Our research suggests that reducing political hostility is possible without giving up our political beliefs.
The problem is that ordinary Americans remain largely unaware of these friendships. The news media could help to solve this problem by advertising friendship and kindness between rival politicians when it occurs, or running an occasional feature story on the existence of bipartisan friendships. They could also replace programs that feature high-decibel partisan disagreement for ones that showcase a civil, warm exchange between key Democrat and Republican leaders. Partisan conflict and hostility may attract viewers in the short term, but it comes with a negative long-term price that we all pay.
Politicians also need to do their part to reduce partisan polarization. This will not be easy. Like some media organizations, some politicians will be reluctant to forego passionate supporters who are attracted to vitriolic political content. Others will be afraid that positive overtures to the other party will result in inevitable backlash.

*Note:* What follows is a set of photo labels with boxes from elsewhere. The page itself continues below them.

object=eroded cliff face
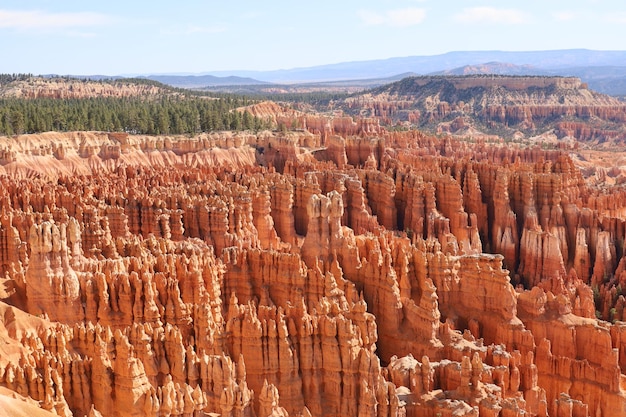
[0,131,626,417]
[337,75,626,145]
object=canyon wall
[0,128,626,417]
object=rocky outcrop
[0,127,626,417]
[334,75,626,144]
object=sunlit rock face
[0,128,626,417]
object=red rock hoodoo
[0,128,626,417]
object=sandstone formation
[0,127,626,417]
[334,75,626,146]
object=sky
[0,0,626,75]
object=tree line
[0,95,273,136]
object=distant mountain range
[105,49,626,95]
[145,75,269,88]
[201,49,626,83]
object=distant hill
[207,49,626,83]
[429,62,552,75]
[145,75,267,88]
[334,74,626,142]
[431,62,626,96]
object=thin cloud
[454,7,528,24]
[552,11,576,22]
[160,25,227,36]
[358,7,426,27]
[604,13,626,24]
[186,25,226,35]
[0,9,113,30]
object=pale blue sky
[0,0,626,75]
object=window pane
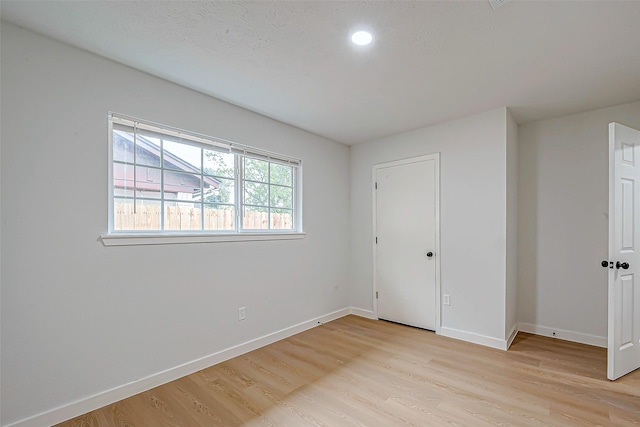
[271,209,293,230]
[204,204,236,230]
[244,181,269,206]
[113,197,162,231]
[270,163,293,186]
[113,130,160,167]
[164,201,202,231]
[113,163,161,199]
[164,170,202,201]
[203,150,235,178]
[162,141,202,173]
[244,157,269,182]
[270,185,293,208]
[242,206,269,230]
[204,176,236,204]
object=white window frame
[101,113,306,246]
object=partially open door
[603,123,640,380]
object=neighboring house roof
[113,130,220,198]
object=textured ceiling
[0,0,640,144]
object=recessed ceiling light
[351,31,373,46]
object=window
[109,114,301,236]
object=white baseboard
[5,307,350,427]
[349,307,378,320]
[518,322,607,348]
[440,326,515,350]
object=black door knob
[616,261,629,270]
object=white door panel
[375,157,437,330]
[605,123,640,380]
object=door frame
[371,153,442,335]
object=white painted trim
[5,308,344,427]
[100,232,307,246]
[371,153,442,334]
[349,307,378,320]
[440,326,515,350]
[518,322,607,348]
[506,323,518,350]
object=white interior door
[374,155,439,330]
[603,123,640,380]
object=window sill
[100,232,307,246]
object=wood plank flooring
[58,316,640,427]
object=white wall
[518,102,640,345]
[1,22,349,425]
[351,108,507,341]
[505,111,518,338]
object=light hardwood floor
[59,316,640,427]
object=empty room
[0,0,640,427]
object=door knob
[616,261,629,270]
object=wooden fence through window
[113,202,292,231]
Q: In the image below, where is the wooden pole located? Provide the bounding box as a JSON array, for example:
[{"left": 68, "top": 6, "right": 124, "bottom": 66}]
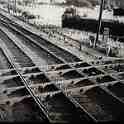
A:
[{"left": 94, "top": 0, "right": 105, "bottom": 48}]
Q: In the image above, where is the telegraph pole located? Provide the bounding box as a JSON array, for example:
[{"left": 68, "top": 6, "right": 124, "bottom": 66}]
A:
[{"left": 94, "top": 0, "right": 105, "bottom": 48}]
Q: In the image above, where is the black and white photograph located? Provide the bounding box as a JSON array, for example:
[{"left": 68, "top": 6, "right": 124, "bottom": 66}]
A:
[{"left": 0, "top": 0, "right": 124, "bottom": 124}]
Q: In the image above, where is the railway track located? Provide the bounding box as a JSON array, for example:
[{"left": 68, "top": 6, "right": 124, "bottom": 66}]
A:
[{"left": 1, "top": 11, "right": 124, "bottom": 122}]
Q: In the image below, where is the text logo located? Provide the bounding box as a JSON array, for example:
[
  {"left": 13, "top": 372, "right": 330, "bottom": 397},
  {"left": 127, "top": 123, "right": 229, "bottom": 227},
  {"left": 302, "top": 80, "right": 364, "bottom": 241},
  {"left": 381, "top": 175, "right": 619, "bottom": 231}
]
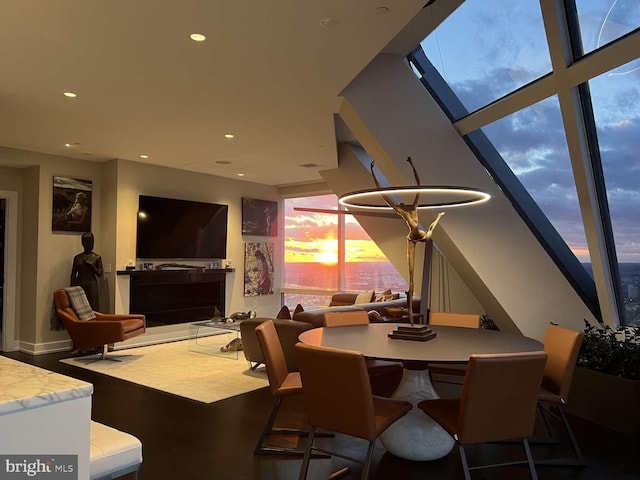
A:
[{"left": 0, "top": 455, "right": 78, "bottom": 480}]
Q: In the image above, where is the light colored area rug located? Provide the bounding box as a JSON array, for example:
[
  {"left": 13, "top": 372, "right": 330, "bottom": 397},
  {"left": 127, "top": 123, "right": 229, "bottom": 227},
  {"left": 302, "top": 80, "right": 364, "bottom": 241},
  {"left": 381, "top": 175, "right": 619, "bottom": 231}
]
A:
[{"left": 60, "top": 340, "right": 269, "bottom": 403}]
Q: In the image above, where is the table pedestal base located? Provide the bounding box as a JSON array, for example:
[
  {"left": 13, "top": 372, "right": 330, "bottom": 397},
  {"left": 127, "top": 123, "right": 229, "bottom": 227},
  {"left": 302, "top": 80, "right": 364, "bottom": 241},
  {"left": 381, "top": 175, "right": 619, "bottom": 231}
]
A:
[{"left": 380, "top": 368, "right": 455, "bottom": 461}]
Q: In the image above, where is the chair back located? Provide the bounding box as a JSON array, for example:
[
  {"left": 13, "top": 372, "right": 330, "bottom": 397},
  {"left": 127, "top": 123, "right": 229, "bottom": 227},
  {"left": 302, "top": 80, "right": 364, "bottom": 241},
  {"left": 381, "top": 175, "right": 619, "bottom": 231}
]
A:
[
  {"left": 429, "top": 312, "right": 480, "bottom": 328},
  {"left": 542, "top": 325, "right": 583, "bottom": 403},
  {"left": 458, "top": 351, "right": 547, "bottom": 444},
  {"left": 256, "top": 320, "right": 289, "bottom": 395},
  {"left": 323, "top": 310, "right": 369, "bottom": 327},
  {"left": 295, "top": 344, "right": 377, "bottom": 441}
]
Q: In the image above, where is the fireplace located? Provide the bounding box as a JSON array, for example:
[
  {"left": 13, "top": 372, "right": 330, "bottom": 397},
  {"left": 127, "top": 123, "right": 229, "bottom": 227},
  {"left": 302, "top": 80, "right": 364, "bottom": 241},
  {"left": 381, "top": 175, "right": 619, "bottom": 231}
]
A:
[{"left": 129, "top": 270, "right": 227, "bottom": 327}]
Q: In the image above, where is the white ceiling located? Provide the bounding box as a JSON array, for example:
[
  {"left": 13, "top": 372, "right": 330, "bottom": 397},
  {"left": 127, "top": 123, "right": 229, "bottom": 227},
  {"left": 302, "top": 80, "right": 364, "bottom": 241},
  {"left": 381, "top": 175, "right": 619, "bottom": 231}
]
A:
[{"left": 0, "top": 0, "right": 425, "bottom": 185}]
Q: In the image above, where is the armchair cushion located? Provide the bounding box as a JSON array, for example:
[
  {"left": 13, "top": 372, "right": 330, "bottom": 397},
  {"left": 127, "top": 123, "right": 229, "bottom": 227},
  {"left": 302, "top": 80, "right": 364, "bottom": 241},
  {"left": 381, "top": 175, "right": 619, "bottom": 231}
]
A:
[{"left": 64, "top": 287, "right": 96, "bottom": 321}]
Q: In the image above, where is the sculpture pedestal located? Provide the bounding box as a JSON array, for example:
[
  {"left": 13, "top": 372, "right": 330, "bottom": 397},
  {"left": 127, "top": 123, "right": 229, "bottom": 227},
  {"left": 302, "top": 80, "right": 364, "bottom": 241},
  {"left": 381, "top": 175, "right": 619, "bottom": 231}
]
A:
[{"left": 380, "top": 368, "right": 455, "bottom": 461}]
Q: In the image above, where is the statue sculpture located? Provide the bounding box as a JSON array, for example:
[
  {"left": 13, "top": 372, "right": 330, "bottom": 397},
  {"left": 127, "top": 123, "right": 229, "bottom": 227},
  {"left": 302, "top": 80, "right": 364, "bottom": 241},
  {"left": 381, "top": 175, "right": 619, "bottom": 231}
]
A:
[
  {"left": 371, "top": 157, "right": 444, "bottom": 326},
  {"left": 71, "top": 232, "right": 104, "bottom": 311}
]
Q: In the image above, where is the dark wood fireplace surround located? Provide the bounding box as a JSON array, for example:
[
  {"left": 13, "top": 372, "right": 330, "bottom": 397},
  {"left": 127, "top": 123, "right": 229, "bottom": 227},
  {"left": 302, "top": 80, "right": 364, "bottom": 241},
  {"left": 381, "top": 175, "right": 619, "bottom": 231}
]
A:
[{"left": 117, "top": 269, "right": 233, "bottom": 327}]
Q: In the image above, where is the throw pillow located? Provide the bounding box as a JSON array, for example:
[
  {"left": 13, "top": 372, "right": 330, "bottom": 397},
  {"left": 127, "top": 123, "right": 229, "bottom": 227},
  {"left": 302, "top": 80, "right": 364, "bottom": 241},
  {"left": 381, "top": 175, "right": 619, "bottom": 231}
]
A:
[
  {"left": 276, "top": 305, "right": 291, "bottom": 320},
  {"left": 353, "top": 290, "right": 374, "bottom": 305},
  {"left": 375, "top": 288, "right": 393, "bottom": 302},
  {"left": 65, "top": 287, "right": 96, "bottom": 321}
]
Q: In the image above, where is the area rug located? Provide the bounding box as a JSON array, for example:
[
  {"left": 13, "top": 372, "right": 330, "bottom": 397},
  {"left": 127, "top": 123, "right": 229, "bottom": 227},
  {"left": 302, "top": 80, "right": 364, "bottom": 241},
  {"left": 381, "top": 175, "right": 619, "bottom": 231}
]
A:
[{"left": 60, "top": 340, "right": 269, "bottom": 403}]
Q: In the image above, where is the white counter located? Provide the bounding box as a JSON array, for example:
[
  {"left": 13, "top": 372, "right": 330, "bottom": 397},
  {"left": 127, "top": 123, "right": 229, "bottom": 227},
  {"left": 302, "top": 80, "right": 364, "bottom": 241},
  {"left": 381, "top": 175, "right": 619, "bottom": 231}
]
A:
[{"left": 0, "top": 356, "right": 93, "bottom": 480}]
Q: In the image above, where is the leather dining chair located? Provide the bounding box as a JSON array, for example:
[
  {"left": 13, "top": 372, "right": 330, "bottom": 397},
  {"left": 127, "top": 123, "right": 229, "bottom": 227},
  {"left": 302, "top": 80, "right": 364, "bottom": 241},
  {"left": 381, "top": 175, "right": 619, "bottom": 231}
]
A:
[
  {"left": 253, "top": 320, "right": 309, "bottom": 455},
  {"left": 295, "top": 343, "right": 412, "bottom": 480},
  {"left": 53, "top": 287, "right": 146, "bottom": 361},
  {"left": 536, "top": 324, "right": 585, "bottom": 466},
  {"left": 323, "top": 310, "right": 404, "bottom": 397},
  {"left": 418, "top": 351, "right": 547, "bottom": 480},
  {"left": 427, "top": 312, "right": 480, "bottom": 384}
]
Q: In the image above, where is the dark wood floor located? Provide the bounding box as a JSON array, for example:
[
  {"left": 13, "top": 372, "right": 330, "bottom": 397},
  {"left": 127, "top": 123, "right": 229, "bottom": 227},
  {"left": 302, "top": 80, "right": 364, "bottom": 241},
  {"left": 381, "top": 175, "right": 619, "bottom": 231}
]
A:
[{"left": 4, "top": 352, "right": 640, "bottom": 480}]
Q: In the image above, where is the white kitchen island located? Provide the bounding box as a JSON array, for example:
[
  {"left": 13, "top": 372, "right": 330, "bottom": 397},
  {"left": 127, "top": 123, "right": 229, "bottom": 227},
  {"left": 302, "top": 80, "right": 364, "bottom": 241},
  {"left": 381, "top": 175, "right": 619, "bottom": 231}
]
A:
[{"left": 0, "top": 356, "right": 93, "bottom": 480}]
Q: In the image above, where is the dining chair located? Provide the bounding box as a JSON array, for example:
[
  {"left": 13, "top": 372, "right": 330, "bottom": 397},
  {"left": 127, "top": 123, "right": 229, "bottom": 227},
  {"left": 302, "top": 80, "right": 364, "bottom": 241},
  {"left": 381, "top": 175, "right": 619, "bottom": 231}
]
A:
[
  {"left": 418, "top": 351, "right": 547, "bottom": 480},
  {"left": 536, "top": 324, "right": 585, "bottom": 466},
  {"left": 427, "top": 312, "right": 480, "bottom": 385},
  {"left": 323, "top": 310, "right": 404, "bottom": 397},
  {"left": 295, "top": 343, "right": 412, "bottom": 480},
  {"left": 253, "top": 320, "right": 308, "bottom": 455}
]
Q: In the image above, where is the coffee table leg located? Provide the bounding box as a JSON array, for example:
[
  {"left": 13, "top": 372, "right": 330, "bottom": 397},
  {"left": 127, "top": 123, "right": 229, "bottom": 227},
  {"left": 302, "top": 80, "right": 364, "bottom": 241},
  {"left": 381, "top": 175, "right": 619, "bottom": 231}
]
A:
[{"left": 380, "top": 364, "right": 455, "bottom": 461}]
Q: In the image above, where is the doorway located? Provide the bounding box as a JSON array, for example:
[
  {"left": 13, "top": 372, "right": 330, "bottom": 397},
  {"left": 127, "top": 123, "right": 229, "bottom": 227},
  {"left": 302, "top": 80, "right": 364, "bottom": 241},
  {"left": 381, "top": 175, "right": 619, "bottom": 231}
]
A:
[{"left": 0, "top": 190, "right": 18, "bottom": 352}]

Joe Biden said in his victory speech, “It’s time to put away the harsh rhetoric, lower the temperature, see each other again, listen to each other again, and to make progress.” Our research suggests that this is possible without giving up our political beliefs. Democracy demands disagreement. It is weakened, however, by partisan hostility, especially when that hostility undermines a basic belief in democracy. Our leaders and those who report on them have an obligation to dial up civility to avoid a further weakening of American democracy.